Three cases on court’s docket, all choose to plead guilty
By: MICHAEL BORDELON
The trial of Johnathon Alfred, 25, took a turn Monday afternoon, when 13th Judicial District Judge John Larry Vidrine declared a mistrial after Alfred and a prospective juror made “inappropriate contact.” Two other cases that day ended in guilty pleas.
Alfred was charged with possession with intent to distribute marijuana, possession with intent to distribute crack cocaine and possession with intent to distribute ecstasy.
District Attorney Trent Brignac said his office had two options at that time; to reset the matter for a later date and a different jury or reach a compromise with the defense.
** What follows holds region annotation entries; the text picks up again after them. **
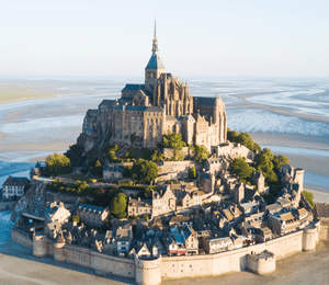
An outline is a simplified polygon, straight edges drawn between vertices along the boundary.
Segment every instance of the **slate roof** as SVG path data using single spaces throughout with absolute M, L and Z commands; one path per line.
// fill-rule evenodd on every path
M 126 84 L 122 91 L 138 91 L 144 88 L 145 84 Z
M 79 208 L 81 207 L 81 209 L 86 209 L 87 212 L 90 209 L 91 212 L 97 210 L 97 212 L 101 212 L 103 213 L 105 210 L 105 208 L 103 207 L 99 207 L 99 206 L 94 206 L 94 205 L 88 205 L 88 204 L 83 204 L 81 203 L 79 205 Z
M 209 96 L 193 96 L 193 105 L 195 105 L 195 101 L 197 101 L 197 106 L 215 106 L 216 98 Z
M 116 166 L 107 166 L 104 167 L 105 171 L 112 171 L 112 172 L 123 172 L 123 168 L 116 167 Z
M 117 105 L 114 110 L 123 110 L 124 105 Z M 139 105 L 126 105 L 125 111 L 139 111 L 139 112 L 163 112 L 160 106 L 139 106 Z
M 316 203 L 315 212 L 319 218 L 329 217 L 329 205 L 326 203 Z
M 100 106 L 101 105 L 112 105 L 114 102 L 115 102 L 115 100 L 106 100 L 106 99 L 104 99 L 102 101 L 102 103 L 100 104 Z
M 162 68 L 164 69 L 164 66 L 159 57 L 158 54 L 154 53 L 148 60 L 148 64 L 145 69 L 156 69 L 156 68 Z
M 11 175 L 9 175 L 9 178 L 4 181 L 4 183 L 2 184 L 8 185 L 8 186 L 25 186 L 27 183 L 30 182 L 30 180 L 27 178 L 13 178 Z

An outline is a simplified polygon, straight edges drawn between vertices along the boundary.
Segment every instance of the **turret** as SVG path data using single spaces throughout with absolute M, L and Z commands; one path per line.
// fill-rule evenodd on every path
M 154 92 L 156 88 L 157 80 L 161 76 L 161 73 L 166 72 L 164 66 L 158 55 L 158 38 L 157 38 L 157 26 L 155 22 L 155 35 L 152 41 L 152 55 L 145 68 L 145 88 L 149 92 Z

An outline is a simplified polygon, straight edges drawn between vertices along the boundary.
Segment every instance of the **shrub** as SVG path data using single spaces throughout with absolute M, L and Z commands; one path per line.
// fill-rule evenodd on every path
M 308 192 L 306 190 L 303 191 L 304 197 L 308 201 L 309 205 L 314 208 L 314 194 L 311 192 Z

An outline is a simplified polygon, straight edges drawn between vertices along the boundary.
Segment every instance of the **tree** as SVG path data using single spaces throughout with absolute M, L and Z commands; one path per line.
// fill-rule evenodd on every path
M 186 144 L 183 141 L 181 134 L 168 133 L 162 137 L 163 148 L 182 149 L 185 146 Z
M 81 219 L 80 219 L 80 217 L 79 216 L 77 216 L 77 215 L 72 215 L 71 217 L 70 217 L 70 221 L 71 223 L 77 223 L 77 224 L 79 224 L 80 225 L 80 223 L 81 223 Z
M 227 129 L 227 139 L 231 142 L 242 144 L 245 147 L 249 148 L 251 151 L 258 150 L 261 151 L 261 148 L 258 144 L 256 144 L 252 137 L 248 133 L 239 134 L 236 130 Z
M 117 193 L 110 202 L 110 213 L 117 216 L 124 213 L 127 207 L 127 195 L 124 193 Z
M 81 146 L 78 146 L 76 144 L 76 145 L 70 146 L 69 150 L 66 151 L 65 155 L 70 159 L 72 167 L 78 167 L 81 161 L 83 151 L 84 151 L 84 148 Z
M 159 149 L 155 149 L 154 153 L 151 155 L 152 161 L 160 162 L 162 158 L 163 158 L 163 153 L 161 153 Z
M 197 162 L 204 162 L 209 156 L 209 152 L 207 151 L 205 146 L 195 145 L 194 150 L 195 150 L 195 153 L 196 153 L 195 160 Z
M 195 179 L 196 178 L 196 169 L 192 167 L 189 171 L 189 178 L 190 179 Z
M 308 191 L 306 191 L 306 190 L 303 191 L 303 194 L 304 194 L 304 197 L 308 201 L 309 205 L 314 208 L 314 206 L 315 206 L 315 204 L 313 202 L 314 194 L 310 193 L 310 192 L 308 192 Z
M 91 174 L 94 176 L 101 178 L 103 175 L 103 167 L 99 160 L 94 163 L 94 167 L 91 169 Z
M 57 176 L 68 174 L 71 172 L 70 160 L 65 155 L 54 152 L 53 156 L 46 158 L 46 172 L 47 174 Z
M 263 172 L 266 182 L 276 183 L 279 179 L 274 172 L 274 166 L 271 158 L 274 158 L 272 151 L 270 149 L 264 149 L 257 161 L 257 170 Z
M 144 159 L 138 159 L 132 168 L 133 179 L 143 180 L 146 183 L 154 181 L 158 176 L 158 166 L 152 161 Z
M 274 164 L 274 170 L 276 171 L 276 173 L 280 173 L 282 166 L 288 164 L 290 160 L 287 157 L 280 155 L 280 156 L 275 156 L 272 162 Z
M 231 171 L 236 173 L 240 180 L 249 180 L 253 173 L 254 168 L 251 168 L 243 159 L 236 158 L 230 163 Z

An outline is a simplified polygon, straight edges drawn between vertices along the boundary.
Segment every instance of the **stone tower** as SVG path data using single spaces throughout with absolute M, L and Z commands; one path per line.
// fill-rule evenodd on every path
M 152 55 L 148 60 L 148 64 L 145 68 L 145 89 L 154 94 L 155 87 L 161 73 L 166 73 L 164 66 L 158 55 L 158 38 L 157 38 L 157 26 L 155 22 L 155 35 L 152 44 Z
M 216 125 L 216 129 L 218 132 L 218 142 L 223 144 L 227 140 L 227 118 L 225 112 L 225 105 L 223 103 L 222 98 L 217 96 L 215 99 L 215 107 L 214 107 L 214 123 Z

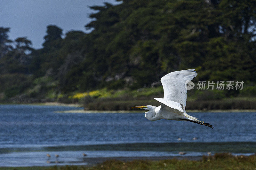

Brignac said since Alfred was a non-violent, first-time offender, a plea agreement was reached.
“In light of the mistrial and in an effort to efficiently manage the docket, we practiced what I call judicial economy,” Brignac said.
Alfred pled guilty and was sentenced by Vidrine to 10 years at hard labor, which was suspended. Alfred will undergo five years of active supervised probation. Brignac said if Alfred breaks the law or violates the terms of his probation in that five-year period, he will serve the full 10-year prison sentence.
Assistant District Attorney Nicole Gil said another part of Brignac’s “judicial economy” was to have several cases lined up for the day. Once the mistrial was declared, the district attorney’s office continued with two other cases using the same jury.
“We do it that way for circumstances like this,” Brignac said. “We don’t want to waste the potential jurors’ time.”
Two other defendants were brought in front of the jury and each pled guilty.
Michael James Jack, 29, pled guilty to possession of marijuana. Gil said Jack pled “straight up” and there was no recommendation from the state. A pre-sentence investigation was requested before sentencing would take place.
The final case was against Richard Kephart, 38, who was charged with possession with intent to distribute methadone. Gil said Kephart was sentenced to three years at hard labor, suspended, and placed on three years active supervised probation.